Siempre he creído que las formas son fondo. Podemos ha decidido tensar su imagen pública y aprovechar la bancada como una trinchera política, las escaleras del hemiciclo como un espacio público y el atril como una atalaya o púlpito. "A Podemos le toca cavar trincheras en la sociedad civil", dijo hace unos meses Iglesias. Eso incluye, también, la Carretera de San Jerónimo. Su actuación está pensada para la gestión extramuros del Congreso y para una explotación intensa en redes sociales. Pablo Iglesias habla de aspereza y rudeza en el debate político, como un ejercicio de coherencia (con sus ideas) y de identificación (con sus electores y sus problemas). Es su opción, con riesgos y ventajas, según se mire o se interprete. En pleno debate sobre la libertad de expresión, no deberíamos centrar esta cuestión en el decoro o en los modales. O en el buen o mal gusto, según se opine, de algunas intervenciones. Podemos apuesta por la insolencia verbal y el desafío gestual. Pero su reto forma parte de una estrategia que alimenta, también, a los medios de comunicación prisioneros de la espectacularización de la política, en una lucha de feroz competencia y concurrencia.

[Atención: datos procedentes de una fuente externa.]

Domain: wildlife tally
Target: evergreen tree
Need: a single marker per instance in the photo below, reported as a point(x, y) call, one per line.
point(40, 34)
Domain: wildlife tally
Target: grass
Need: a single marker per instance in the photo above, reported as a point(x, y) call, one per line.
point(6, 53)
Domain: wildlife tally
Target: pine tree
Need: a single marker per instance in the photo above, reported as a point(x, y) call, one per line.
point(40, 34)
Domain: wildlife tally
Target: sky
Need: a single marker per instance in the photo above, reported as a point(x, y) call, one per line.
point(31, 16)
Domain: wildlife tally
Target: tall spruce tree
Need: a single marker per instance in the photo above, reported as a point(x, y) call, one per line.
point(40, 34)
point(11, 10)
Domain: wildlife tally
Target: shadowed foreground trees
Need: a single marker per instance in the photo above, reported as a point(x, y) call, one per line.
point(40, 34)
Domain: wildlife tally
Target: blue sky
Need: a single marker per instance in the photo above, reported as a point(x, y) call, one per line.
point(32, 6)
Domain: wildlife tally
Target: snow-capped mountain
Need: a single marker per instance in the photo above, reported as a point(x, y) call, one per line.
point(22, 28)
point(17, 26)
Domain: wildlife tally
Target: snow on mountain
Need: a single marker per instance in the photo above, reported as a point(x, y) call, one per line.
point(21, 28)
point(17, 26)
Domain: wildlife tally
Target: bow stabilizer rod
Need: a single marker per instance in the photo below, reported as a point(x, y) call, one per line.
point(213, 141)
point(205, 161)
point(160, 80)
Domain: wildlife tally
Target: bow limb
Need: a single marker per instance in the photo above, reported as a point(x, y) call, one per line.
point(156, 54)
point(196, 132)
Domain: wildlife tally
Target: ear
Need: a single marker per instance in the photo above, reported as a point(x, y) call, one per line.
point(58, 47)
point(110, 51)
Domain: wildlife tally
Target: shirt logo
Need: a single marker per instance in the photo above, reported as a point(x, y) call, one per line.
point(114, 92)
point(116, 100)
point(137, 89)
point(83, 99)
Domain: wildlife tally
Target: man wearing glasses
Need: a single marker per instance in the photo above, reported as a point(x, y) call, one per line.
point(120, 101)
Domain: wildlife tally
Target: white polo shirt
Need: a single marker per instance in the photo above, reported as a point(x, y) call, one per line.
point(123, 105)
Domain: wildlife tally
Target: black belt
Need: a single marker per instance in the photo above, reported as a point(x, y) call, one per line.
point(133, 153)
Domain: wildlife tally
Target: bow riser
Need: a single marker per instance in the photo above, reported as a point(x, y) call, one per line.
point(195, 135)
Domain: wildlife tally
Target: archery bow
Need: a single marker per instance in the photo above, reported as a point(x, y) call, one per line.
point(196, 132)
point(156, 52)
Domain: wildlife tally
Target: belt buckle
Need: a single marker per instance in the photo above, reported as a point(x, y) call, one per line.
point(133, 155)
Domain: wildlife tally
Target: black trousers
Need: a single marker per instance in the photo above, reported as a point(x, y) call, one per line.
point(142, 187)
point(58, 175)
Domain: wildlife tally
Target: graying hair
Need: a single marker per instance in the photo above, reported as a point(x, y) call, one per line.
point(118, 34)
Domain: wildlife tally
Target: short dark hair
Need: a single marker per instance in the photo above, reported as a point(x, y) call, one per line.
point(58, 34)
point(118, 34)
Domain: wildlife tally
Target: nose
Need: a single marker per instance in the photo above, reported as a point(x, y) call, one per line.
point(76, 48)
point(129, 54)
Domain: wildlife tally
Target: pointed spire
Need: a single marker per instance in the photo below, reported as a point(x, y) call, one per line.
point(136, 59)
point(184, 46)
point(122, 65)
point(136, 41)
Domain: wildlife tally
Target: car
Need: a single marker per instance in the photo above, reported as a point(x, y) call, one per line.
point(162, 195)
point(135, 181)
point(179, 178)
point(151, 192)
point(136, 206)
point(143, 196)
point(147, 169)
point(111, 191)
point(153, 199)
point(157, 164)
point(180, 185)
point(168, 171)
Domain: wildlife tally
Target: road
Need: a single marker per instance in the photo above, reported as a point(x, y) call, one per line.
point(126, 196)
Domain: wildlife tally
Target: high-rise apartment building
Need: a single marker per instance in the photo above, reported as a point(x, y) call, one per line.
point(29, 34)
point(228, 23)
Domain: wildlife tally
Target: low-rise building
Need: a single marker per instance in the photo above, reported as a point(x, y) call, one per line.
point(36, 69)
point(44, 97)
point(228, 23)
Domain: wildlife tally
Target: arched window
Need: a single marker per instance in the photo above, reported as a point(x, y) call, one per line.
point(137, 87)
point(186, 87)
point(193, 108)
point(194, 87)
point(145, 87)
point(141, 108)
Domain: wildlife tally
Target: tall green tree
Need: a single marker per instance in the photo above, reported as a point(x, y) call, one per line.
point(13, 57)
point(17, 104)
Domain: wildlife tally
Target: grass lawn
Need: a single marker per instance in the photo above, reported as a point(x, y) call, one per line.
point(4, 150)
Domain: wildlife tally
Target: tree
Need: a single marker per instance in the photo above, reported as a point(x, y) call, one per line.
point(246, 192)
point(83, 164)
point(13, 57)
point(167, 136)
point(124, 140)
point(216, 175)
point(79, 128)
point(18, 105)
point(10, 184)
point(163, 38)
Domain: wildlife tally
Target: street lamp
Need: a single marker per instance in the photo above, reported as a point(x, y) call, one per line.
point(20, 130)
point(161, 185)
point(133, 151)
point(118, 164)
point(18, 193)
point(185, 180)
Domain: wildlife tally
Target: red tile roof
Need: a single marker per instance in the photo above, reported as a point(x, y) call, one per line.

Uno de los éxitos de Hechos Contra el Decoro fue la canción Danza de los Nadie: "Esta noche mi gente, de frente, tiene una cuenta pendiente y la va a querer cobrar. Los callejones vomitarán su rabia en las avenidas, va a ser interrumpida la pulcritud del mármol de los palacios por la estampida". Podemos recupera letra y música de los 90 para su combate político de resistencia. Habrá mucha gente a la que no le guste ni la música, ni la letra, ni los intérpretes. Es opinable. Pero centrémonos en la reforma del Reglamento, a fondo, y dejemos que esta excitación —y su posible reacción— se regule mejor por la propia ciudadanía que valorará, seguro, qué tipo y qué estilo de representantes desea tener para hacer frente a sus problemas. Mientras, un poco de respeto compartido sería tan deseable como reparador.